Music Video Relapse: "Here We Kum" (2003) by Molotov, Directed by Rogelio Sikander

Posted by Adam Fairholm on August 21, 2013 in Music Video Relapse

Staff Post

molotov.jpg

As part of our new features we launched last week, we launched a page to browse music videos by country, complete with a little map where you can click on various countries and see the music videos that have been made there. For instance, why not check out some music videos from Denmark? There are only 9 of them in the database, but that just makes it easier to pick your favorite.

One country we've seen a lot of music video activity from is Mexico. So today we're watching one of my favorite music videos for a Mexican artist, "Here We Kum" from 2003 by Molotov, directed by Rogelio Sikander.

The video starts out identifying some of the parts of a moving mechanism consisting of platforms that move up (or maybe we're moving down), so we see what's on each platform as they each move in front of the camera. Some signs identify some of the elements, but they don't seem to make much sense to me, a guy who only knows English. For instance, "ejes" translates to "axes" according to Google translate, but maybe it means "axis"? I don't know, and it doesn't really matter. What does matter is that "banda" probably means "band".

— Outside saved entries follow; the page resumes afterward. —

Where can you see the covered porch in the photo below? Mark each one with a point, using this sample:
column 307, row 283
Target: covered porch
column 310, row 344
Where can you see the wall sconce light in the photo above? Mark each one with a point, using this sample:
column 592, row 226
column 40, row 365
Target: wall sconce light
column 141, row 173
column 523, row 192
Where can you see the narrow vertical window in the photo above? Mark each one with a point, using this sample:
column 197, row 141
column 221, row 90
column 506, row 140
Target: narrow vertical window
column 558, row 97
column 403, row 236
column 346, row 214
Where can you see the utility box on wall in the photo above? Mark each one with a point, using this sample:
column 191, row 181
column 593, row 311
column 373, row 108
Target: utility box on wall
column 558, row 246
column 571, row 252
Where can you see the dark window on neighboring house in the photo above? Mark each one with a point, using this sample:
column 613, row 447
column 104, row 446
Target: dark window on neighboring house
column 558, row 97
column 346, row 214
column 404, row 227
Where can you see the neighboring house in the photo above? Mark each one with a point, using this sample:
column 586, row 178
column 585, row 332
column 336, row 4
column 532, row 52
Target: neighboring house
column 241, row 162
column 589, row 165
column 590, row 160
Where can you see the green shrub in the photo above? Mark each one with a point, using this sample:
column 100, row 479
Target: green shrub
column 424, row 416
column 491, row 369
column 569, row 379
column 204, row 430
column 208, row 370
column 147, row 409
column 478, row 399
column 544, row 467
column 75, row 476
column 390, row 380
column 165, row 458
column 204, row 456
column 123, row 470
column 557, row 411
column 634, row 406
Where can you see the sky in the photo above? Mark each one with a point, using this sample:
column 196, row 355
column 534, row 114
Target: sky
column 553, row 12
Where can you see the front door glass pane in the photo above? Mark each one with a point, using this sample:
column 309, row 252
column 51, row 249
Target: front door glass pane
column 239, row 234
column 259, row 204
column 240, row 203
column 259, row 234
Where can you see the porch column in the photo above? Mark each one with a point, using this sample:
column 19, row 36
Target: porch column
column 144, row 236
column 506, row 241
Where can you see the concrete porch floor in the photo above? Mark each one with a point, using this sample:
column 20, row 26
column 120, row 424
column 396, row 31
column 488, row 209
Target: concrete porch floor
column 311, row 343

As we go through the scenes we get a performance by the band, as well as scenes that play out over several levels, including a scene of a business board room getting trashed, a game of squash, and for some reason, men betting on a karate match between two women like they were betting on a cock fight.

Even if you don't speak Spanish and can't understand anything but the chorus (which is a mix of Spanish and English), Rogelio Sikander and Molotov really do a great job of communicating some subtle and not so subtle visual humor. I love how bassist Micky Huidobro is tuning up his bass and moves the nob way past the point where he could conceivably be tuning his instrument. The musical chairs that stops the song is hilarious as well, and the karate match scene might be some sort of social commentary, but it's over my head.

The whole visual concept is also very unique - I saw this video in a hotel room in the Domincan Republic in 2003, and for some reason depite not having seen it again at all over the past 10 years, I still remember it vividly. There's something about the motion of the moving platforms combined with the motion of whatever is going on within them that just works perfectly for this song.

Eventually the concept breaks down a bit, and we get a bizarre litle middle section with cheesy graphics and stuff that honestly just feels like it was filler since I imagine the platform stuff was expensive. However, the video finishs strong, and it's a good reason to check out more music videos from Mexico.